Entro. Ufficio pubblico: segreteria dell’ippodromo. Dieci del mattino, nel giorno dei Santi. Villacidro. Un anello per cavalli che costa l’ira di Dio e che elemosina qualche gara all’anno pur di sopravvivere.

Buongiorno, e sorrido. Sono Gianluigi Deidda. Sono un giornalista. Pausa, in attesa della reciproca presentazione. Mi hanno insegnato, sin da bambino, che se saluto e mi presento altrettanto deve fare chi ho davanti. Invece, niente da fare.

Devo sollecitare: scusi, lei chi è? La risposta è imbarazzata, come se non lo sapesse nemmeno lui. Prende fiato, preso alla sprovvista da una domanda così impegnativa: "Sono Cellini Claudio".

Incalzo con la curiosità: cosa fa qui?
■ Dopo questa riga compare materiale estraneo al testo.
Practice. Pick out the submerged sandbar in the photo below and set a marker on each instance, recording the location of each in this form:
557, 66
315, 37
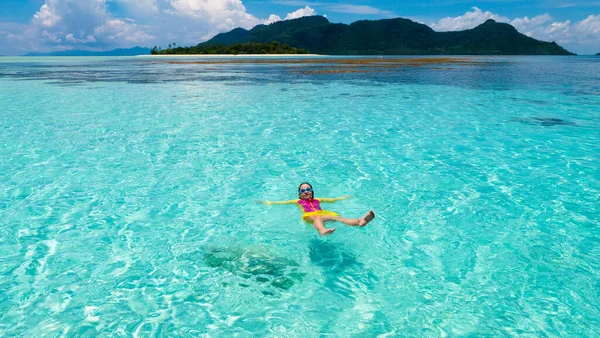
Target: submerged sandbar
332, 65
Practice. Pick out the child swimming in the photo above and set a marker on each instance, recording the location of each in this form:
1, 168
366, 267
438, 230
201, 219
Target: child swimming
314, 214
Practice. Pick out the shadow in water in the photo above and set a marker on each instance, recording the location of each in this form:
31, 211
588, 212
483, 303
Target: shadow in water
343, 273
543, 121
256, 265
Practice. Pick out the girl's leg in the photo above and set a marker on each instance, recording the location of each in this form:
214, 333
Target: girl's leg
320, 226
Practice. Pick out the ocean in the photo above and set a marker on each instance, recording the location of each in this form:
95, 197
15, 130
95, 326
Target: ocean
130, 190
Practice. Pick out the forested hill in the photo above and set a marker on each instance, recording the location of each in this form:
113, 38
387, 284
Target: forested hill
390, 37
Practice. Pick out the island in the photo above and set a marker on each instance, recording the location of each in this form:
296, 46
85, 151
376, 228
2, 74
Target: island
398, 36
273, 47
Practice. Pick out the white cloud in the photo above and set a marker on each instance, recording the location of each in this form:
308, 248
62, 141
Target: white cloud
122, 32
272, 18
527, 26
306, 11
140, 7
466, 21
580, 37
46, 16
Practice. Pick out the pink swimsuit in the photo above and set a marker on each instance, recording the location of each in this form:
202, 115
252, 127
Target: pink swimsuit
310, 206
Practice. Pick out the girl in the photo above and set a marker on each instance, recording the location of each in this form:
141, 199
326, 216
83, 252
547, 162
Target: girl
317, 216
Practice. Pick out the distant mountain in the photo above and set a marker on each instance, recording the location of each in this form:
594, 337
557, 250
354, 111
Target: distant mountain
116, 52
390, 37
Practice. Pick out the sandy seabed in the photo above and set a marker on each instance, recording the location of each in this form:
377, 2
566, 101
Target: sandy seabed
327, 64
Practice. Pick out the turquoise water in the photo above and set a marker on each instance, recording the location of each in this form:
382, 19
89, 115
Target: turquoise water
128, 191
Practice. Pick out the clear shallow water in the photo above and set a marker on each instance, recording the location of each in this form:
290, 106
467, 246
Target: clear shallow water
128, 191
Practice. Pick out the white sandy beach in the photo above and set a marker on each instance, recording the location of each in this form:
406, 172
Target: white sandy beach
235, 55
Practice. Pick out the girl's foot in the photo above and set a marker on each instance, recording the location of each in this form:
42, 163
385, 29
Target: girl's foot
326, 232
366, 218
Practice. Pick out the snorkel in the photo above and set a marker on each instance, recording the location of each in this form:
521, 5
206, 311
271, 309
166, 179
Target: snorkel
312, 193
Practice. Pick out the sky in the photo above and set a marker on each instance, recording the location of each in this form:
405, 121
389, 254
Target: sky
52, 25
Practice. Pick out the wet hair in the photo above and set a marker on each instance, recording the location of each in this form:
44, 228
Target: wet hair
303, 183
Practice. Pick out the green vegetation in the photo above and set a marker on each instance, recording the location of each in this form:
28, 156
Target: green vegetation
390, 37
273, 47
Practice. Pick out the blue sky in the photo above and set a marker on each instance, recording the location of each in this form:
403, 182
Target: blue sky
49, 25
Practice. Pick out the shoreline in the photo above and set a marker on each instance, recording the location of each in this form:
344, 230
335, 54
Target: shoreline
233, 55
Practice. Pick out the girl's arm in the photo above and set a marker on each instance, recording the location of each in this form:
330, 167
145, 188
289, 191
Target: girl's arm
282, 202
331, 200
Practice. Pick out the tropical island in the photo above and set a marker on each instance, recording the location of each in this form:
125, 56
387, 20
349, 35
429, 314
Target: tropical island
273, 47
315, 34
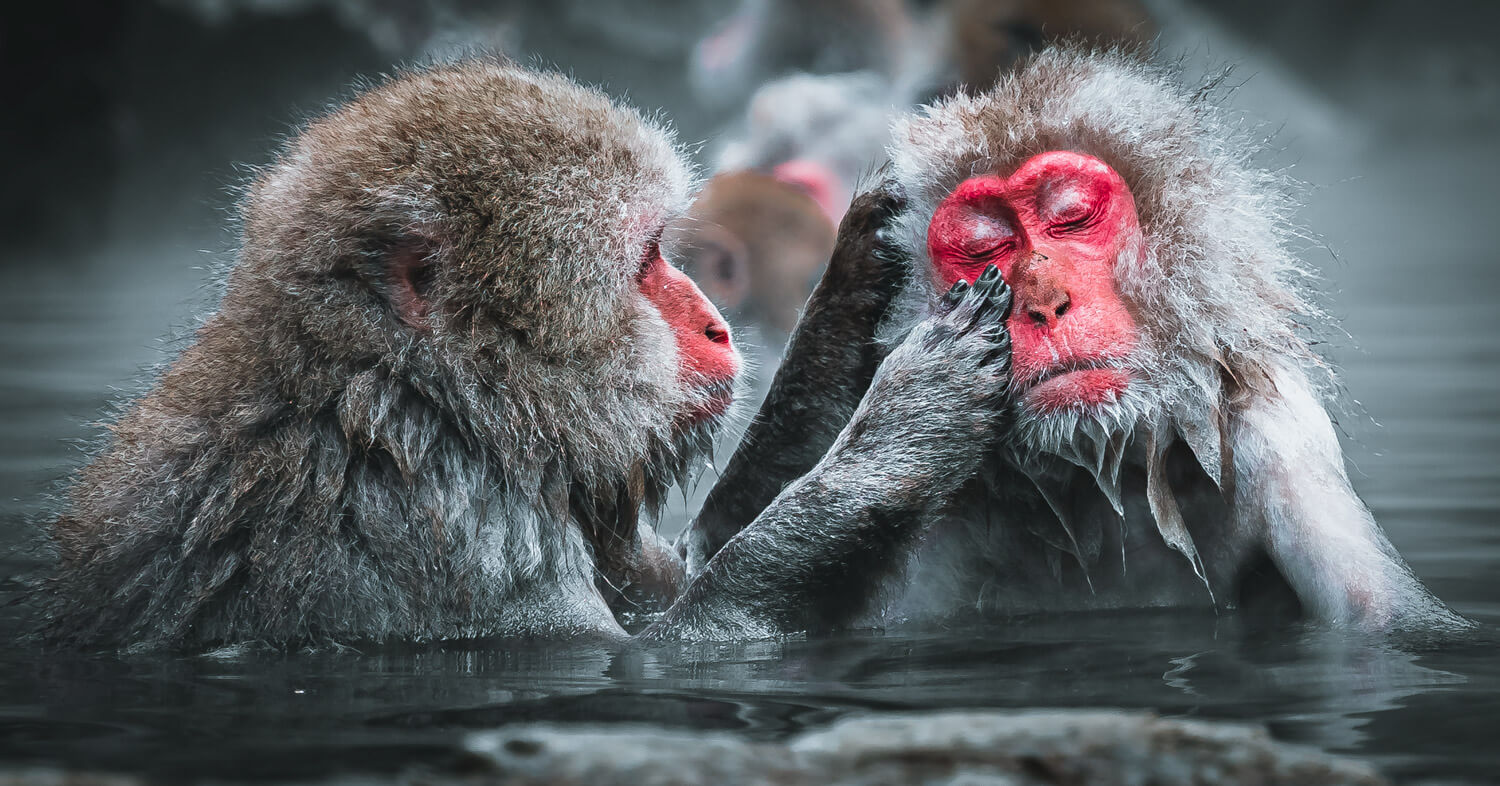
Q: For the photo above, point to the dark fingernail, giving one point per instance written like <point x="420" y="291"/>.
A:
<point x="1004" y="299"/>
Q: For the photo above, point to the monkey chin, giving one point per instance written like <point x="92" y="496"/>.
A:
<point x="1076" y="390"/>
<point x="711" y="405"/>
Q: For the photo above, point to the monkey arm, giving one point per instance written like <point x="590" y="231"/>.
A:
<point x="827" y="369"/>
<point x="1290" y="480"/>
<point x="818" y="557"/>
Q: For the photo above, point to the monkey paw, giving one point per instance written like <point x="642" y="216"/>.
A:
<point x="867" y="264"/>
<point x="944" y="390"/>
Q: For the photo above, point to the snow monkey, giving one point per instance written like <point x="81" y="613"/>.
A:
<point x="1166" y="438"/>
<point x="449" y="372"/>
<point x="761" y="231"/>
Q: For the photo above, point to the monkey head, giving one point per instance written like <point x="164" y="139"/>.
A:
<point x="1148" y="260"/>
<point x="486" y="236"/>
<point x="756" y="246"/>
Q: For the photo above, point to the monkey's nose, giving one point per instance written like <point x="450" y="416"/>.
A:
<point x="1047" y="306"/>
<point x="717" y="332"/>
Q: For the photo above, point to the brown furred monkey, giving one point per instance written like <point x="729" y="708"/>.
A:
<point x="449" y="371"/>
<point x="1167" y="440"/>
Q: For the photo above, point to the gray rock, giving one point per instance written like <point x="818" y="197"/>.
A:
<point x="1043" y="747"/>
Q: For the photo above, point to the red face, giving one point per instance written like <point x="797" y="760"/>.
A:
<point x="707" y="360"/>
<point x="1055" y="228"/>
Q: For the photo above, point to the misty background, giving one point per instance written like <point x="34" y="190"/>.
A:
<point x="129" y="129"/>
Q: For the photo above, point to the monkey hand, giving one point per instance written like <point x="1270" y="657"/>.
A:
<point x="824" y="374"/>
<point x="866" y="269"/>
<point x="938" y="399"/>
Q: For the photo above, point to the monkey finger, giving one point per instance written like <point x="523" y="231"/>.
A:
<point x="956" y="294"/>
<point x="1002" y="300"/>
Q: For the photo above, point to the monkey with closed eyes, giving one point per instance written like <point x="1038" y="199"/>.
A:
<point x="1164" y="437"/>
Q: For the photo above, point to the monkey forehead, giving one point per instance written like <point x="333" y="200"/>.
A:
<point x="1058" y="177"/>
<point x="483" y="146"/>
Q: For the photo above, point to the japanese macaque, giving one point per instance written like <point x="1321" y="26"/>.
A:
<point x="1164" y="437"/>
<point x="756" y="246"/>
<point x="449" y="374"/>
<point x="761" y="231"/>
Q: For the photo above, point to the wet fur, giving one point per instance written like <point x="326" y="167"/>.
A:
<point x="1224" y="369"/>
<point x="335" y="461"/>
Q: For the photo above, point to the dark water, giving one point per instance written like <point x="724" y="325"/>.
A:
<point x="1398" y="138"/>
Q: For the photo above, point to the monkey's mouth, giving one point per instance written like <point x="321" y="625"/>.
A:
<point x="1074" y="386"/>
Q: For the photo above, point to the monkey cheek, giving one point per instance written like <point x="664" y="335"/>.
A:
<point x="1086" y="389"/>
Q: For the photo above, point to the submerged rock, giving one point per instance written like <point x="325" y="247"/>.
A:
<point x="1041" y="747"/>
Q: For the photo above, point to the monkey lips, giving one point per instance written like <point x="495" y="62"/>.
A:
<point x="1074" y="389"/>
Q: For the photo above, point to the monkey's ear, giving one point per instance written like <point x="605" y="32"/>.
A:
<point x="410" y="272"/>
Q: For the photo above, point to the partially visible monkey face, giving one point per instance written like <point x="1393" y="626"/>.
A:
<point x="707" y="357"/>
<point x="1056" y="228"/>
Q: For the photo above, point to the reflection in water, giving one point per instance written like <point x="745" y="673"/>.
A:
<point x="303" y="714"/>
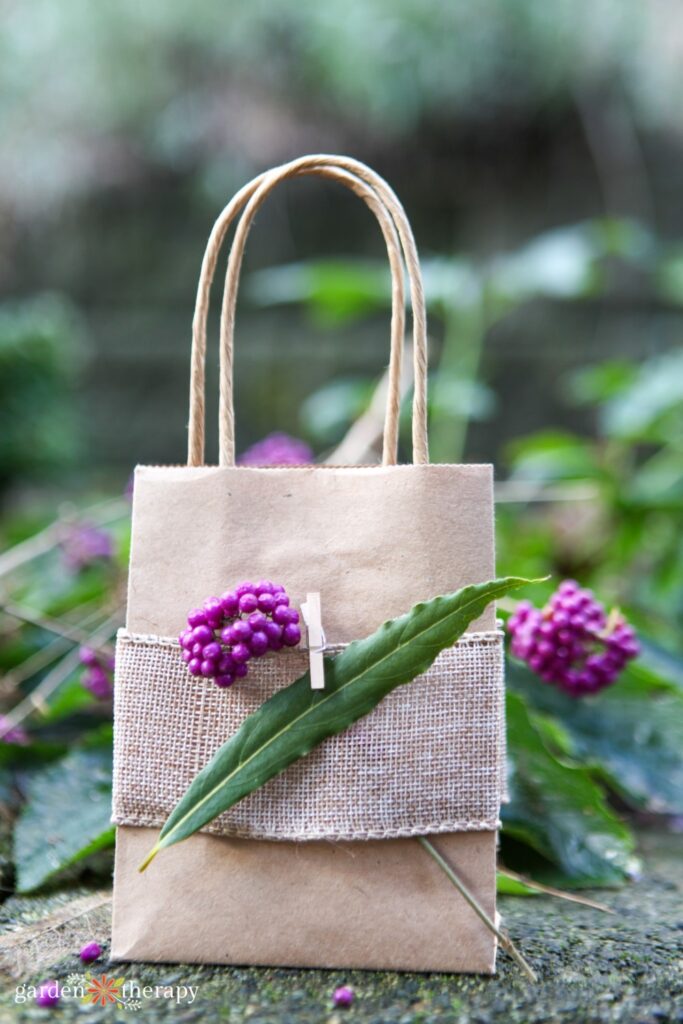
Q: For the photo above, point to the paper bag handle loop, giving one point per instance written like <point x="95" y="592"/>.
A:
<point x="385" y="205"/>
<point x="220" y="228"/>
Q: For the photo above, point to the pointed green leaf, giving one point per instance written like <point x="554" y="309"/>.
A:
<point x="296" y="719"/>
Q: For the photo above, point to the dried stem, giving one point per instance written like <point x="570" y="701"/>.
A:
<point x="46" y="540"/>
<point x="550" y="891"/>
<point x="469" y="898"/>
<point x="50" y="625"/>
<point x="50" y="652"/>
<point x="359" y="443"/>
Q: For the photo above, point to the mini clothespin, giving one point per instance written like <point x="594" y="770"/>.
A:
<point x="310" y="610"/>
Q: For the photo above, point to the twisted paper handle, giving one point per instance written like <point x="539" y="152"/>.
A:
<point x="395" y="228"/>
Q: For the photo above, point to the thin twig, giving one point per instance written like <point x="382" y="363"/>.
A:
<point x="49" y="625"/>
<point x="469" y="898"/>
<point x="532" y="492"/>
<point x="549" y="891"/>
<point x="45" y="655"/>
<point x="38" y="696"/>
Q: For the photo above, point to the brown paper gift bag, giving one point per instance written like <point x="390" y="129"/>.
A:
<point x="321" y="867"/>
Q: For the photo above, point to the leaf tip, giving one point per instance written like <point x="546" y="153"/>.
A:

Ancora imbarazzo: "Sono il segretario dell’ippodromo". E di cosa si occupa? "Di tutto, delle iscrizioni, dei rapporti con il ministero, delle gare".

Al suo fianco una giovane ragazza seduta alla scrivania lavora al computer. La signorina lavora con lei?, chiedo. Mai avessi osato, il baffetto di Cellini in un nanosecondo si contorce, ispido come il pelo di un cinghiale rincorso da una muta di cani. Cosa mai avrò osato chiedere? "La signorina è presa dal comune", mi risponde stizzito. Come presa dal comune - rispondo - assunta dal comune? Cellini mugugna qualcosa tipo: "Noooo, non mi faccia dire cose…". Chiedo conferma alla diretta interessata: muta, manco un pronome. Cellini interviene duramente alzando la voce: "No, no, non dire niente al signore, se vuole delle informazioni chieda al comune".

La conversazione si surriscalda e i toni si fanno irruenti. Cellini d’Abruzzo, venuto a Villacidro a fare il segretario dell’ippodromo reagisce: "Cosa importa a lei cosa fa la ragazza?". Ribadisco: sono un giornalista, sono in un ufficio pubblico, ho diritto a sapere con chi parlo e quale funzione svolge e a che titolo, visto che nessuno dei due indossa un cartellino di riconoscimento come prevede la legge.

Il nervo è inspiegabilmente scoperto.

Ci fa cenno di accomodarci fuori, devono lavorare. Ribadisco: le sto chiedendo delle informazioni che lei è tenuto a darmi. A quel punto il lampo di genio di Cellini ricorre alla fatidica frase minaccia: "Chiamo i carabinieri!". Osservo incredulo a quella che mi appare una sproposita ed esagitata reazione per una modesta e umile richiesta di chiarimenti. Del resto è compito di un giornalista informarsi, indagare, scoprire come vengono spesi i soldi pubblici, e per giunta in un pozzo senza fondo. Ed è non solo lecito ma anche doveroso sapere chi occupa un ufficio pubblico, a che titolo e se l’ha mandata qualcuno.

Gli chiedo se ha bisogno del numero di telefono dei carabinieri. Comincia a saltellare, come indispettito. Se chiama i carabinieri è costretto a far identificare tutti i presenti. Ma forse c’è qualcosa che è meglio non cristallizzare in un verbale. La pantomima finisce. Non chiama i carabinieri, lascia l’ufficio e non dà alcuna risposta.

Nel giorno dei Santi l’uomo dei sorteggi, delle corse, venuto da lontano a gestire le corse a cavallo se ne va. Indispettito perché si cerca di rendere trasparente ciò che appare, per molti versi, poco chiaro e a volte opaco.